The Oregonian ran an interesting front page article today (July 21, 2008) about the expected explosive growth of wind energy in the Pacific Northwest. The good news (or what should have been the good news) is that wind developers are planning to quadruple the amount of wind power in the region.
The Bonneville Power Administration’s recent transmission "open season" produced substantial "pay to play" commitments from major wind developers (including national players IBERDROLA, Horizon Wind Energy, and enXco, among others) and regional utilities, who are together planning to add more than 4,700 MW of installed wind capacity to our region over the next five years. (The article reports that the region’s transmission system now handles about 1,490 MW of installed wind capacity, which will rise to about 2,000 MW by the end of 2008.) Once the five year build out is finished, about 8%of the region’s electricity needs would be served by wind, which would be among the highest percentages in the nation–wind currently serves about 1% of all US energy needs on average, rising to highs of around 5% in windy Iowa and Minnesota.
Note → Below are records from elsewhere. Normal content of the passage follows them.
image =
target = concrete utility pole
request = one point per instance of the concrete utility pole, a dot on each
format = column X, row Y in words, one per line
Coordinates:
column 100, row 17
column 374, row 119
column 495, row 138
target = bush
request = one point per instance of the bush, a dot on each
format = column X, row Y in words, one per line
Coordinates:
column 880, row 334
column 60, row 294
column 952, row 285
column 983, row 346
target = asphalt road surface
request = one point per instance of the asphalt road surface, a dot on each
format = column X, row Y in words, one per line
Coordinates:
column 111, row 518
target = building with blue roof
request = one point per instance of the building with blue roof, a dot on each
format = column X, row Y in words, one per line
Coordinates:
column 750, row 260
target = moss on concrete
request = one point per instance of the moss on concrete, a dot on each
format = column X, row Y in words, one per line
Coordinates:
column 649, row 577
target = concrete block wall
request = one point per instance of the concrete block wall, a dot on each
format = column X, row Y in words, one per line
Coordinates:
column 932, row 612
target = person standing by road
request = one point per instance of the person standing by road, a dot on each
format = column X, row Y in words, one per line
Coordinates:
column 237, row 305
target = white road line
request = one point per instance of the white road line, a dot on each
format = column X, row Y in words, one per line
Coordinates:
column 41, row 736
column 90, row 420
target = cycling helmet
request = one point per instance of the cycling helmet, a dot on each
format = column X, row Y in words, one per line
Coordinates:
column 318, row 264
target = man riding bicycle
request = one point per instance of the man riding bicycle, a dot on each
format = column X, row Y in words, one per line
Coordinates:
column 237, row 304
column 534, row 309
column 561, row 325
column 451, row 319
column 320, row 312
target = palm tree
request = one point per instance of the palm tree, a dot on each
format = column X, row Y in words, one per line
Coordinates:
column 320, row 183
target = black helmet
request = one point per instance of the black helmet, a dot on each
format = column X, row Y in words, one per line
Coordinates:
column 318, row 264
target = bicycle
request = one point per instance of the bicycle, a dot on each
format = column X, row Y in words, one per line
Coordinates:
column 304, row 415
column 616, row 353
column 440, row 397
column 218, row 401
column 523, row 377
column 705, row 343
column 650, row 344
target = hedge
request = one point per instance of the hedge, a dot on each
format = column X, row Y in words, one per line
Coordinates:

Unfortunately, the morning print edition of The Oregonian ran a somewhat sensational headline announcing that "Wind power could blow grid," adding that "utilities and developers want to quadruple Northwest’s output, but power lines can’t hold that much more." It would have been more accurate to announce "Wind to Power 2,000,000 Homes," but what do I know about selling newspapers? Anyway, the whole point of the BPA’s open season was to lay the groundwork for building the new transmission infrastructure that will enable us to make effective use of all that wind without "blowing the grid." In fact, most of the proposed projects won’t be built if the transmission infrastructure isn’t improved–the crisis that the headline predicted really can’t happen. Sadly, a large number of people who don’t read "below the fold" aren’t going to grasp this little nuance and are going to come away with the impression that "wind is bad." Challenging, yes–bad, no.